Valentin-Ionut Budes

executive
#22

I will answer to your question. Depends. The business was calibrated for the -- all the scenario. Now with the -- once the restriction is lifted, we are prepared to increase the number of transaction that will be processed day by day. But in the same time, the number of customer is calibrated based on the restriction. Yes? Once the restaurant, it's closed for up to 3 cases per 1,000, the habitat is only takeaway and delivery allow in the restaurant. Now with 30% or 50%, the sales increase depends on the capacity. There's nothing -- in the same time, the delivery number of transaction decrease. Yes? It's not a clear answer for your question, but it's business as usual somehow, because it depends on the restriction, we calibrate the restaurants for the number of people.

Zuzanna Kurek

executive
#23

Do we have any other questions from the audience? If there are no more questions, we're going to wait 2 more minutes, and then at 5:45, we're going to wrap up this call.
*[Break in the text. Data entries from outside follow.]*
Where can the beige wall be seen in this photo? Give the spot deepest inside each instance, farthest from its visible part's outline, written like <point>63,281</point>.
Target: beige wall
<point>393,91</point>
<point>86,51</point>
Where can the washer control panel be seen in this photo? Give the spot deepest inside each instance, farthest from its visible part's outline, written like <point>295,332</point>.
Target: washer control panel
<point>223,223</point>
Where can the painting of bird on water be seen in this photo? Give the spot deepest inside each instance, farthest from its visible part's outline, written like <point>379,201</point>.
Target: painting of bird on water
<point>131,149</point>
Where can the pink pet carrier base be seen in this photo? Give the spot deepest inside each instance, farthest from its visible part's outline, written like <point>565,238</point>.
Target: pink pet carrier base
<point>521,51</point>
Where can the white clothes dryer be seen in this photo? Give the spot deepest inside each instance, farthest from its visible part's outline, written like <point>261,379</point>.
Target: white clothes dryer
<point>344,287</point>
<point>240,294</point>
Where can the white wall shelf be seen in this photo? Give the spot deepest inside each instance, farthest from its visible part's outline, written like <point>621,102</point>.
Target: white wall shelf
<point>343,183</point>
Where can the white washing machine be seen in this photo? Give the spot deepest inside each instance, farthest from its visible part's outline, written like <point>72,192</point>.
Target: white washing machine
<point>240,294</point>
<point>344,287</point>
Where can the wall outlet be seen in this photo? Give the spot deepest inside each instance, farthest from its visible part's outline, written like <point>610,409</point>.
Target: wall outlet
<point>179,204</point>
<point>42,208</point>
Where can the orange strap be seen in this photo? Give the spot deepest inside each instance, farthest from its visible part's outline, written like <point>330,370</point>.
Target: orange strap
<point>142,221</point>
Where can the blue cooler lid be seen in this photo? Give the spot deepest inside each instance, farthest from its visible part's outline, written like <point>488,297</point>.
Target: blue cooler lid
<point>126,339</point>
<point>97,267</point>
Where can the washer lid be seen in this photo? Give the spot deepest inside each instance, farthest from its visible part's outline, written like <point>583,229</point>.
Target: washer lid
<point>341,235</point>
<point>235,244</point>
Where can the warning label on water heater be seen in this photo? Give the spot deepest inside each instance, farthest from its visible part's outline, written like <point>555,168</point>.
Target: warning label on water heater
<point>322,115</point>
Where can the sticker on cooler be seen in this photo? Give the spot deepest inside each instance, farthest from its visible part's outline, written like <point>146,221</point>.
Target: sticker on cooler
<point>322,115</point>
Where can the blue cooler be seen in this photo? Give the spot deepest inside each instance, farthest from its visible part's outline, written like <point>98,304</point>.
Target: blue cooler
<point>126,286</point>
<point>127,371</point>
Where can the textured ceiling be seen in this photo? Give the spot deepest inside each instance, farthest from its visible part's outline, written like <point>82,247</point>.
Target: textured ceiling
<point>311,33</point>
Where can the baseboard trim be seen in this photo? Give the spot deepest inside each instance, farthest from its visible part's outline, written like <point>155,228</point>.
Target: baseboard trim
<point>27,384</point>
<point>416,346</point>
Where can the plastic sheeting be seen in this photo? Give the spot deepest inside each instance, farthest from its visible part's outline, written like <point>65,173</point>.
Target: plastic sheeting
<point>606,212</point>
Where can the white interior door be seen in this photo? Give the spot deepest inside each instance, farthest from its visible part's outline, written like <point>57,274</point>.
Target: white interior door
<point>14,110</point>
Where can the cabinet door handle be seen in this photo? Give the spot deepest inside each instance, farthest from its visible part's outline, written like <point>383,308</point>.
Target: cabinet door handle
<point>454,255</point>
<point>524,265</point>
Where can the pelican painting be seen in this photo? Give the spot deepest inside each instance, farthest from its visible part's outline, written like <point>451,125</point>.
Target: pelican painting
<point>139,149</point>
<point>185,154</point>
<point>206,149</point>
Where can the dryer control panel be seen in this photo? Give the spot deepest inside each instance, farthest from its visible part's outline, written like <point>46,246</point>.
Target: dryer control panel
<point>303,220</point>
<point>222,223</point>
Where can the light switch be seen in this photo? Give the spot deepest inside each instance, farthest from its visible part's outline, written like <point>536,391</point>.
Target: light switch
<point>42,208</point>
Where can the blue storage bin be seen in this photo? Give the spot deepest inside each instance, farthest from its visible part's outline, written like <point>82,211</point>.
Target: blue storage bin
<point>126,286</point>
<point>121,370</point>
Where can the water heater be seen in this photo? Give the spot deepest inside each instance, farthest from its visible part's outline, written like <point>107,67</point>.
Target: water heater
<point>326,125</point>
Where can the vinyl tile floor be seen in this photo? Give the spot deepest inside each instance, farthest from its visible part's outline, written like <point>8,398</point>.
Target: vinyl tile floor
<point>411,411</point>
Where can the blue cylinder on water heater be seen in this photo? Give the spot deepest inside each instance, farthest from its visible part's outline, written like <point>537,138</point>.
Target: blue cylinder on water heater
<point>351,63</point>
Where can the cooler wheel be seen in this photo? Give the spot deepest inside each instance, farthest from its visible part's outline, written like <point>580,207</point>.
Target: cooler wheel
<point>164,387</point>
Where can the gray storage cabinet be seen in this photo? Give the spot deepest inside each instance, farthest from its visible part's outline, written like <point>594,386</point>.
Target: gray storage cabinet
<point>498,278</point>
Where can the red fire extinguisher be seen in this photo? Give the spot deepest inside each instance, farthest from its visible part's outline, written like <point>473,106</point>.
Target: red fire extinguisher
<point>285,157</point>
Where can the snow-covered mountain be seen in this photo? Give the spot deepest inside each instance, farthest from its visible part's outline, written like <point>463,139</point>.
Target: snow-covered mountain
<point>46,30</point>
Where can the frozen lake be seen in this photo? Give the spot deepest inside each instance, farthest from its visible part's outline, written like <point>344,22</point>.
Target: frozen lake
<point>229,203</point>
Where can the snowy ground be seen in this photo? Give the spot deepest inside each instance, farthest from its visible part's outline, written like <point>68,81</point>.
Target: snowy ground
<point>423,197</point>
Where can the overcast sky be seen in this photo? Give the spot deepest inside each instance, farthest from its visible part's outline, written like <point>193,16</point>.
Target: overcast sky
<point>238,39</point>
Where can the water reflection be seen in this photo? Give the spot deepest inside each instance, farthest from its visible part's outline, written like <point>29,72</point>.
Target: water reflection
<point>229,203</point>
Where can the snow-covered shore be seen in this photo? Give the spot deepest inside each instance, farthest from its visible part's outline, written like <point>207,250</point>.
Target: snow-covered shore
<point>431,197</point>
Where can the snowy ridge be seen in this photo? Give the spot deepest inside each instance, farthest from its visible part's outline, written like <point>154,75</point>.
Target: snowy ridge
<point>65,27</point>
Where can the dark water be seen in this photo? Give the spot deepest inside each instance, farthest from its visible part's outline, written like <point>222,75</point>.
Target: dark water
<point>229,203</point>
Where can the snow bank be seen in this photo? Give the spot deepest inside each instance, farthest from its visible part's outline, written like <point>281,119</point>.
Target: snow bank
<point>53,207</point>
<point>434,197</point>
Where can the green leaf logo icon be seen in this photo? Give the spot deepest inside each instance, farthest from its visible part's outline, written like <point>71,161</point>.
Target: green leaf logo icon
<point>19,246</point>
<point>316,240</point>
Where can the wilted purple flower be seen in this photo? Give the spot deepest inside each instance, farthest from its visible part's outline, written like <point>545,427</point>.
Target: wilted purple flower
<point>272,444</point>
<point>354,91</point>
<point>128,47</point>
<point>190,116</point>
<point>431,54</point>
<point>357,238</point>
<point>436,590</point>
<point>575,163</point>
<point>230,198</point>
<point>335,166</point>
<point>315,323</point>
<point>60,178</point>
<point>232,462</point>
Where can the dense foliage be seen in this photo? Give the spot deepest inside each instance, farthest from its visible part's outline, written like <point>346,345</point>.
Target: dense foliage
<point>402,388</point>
So if you have any other remaining items that you'd like to raise or put forward, please let us know right now. If there are no more questions, we're going to wrap up this call. Thank you all so much. As always, you can reach us on Investor Relations. For -- some of you, if you would like to re-listen to this call, we're going to put it on the website. Thank you so much. We're going to hear each other again in August for the half year -- for the first half of the year results. Thank you, and have a great day.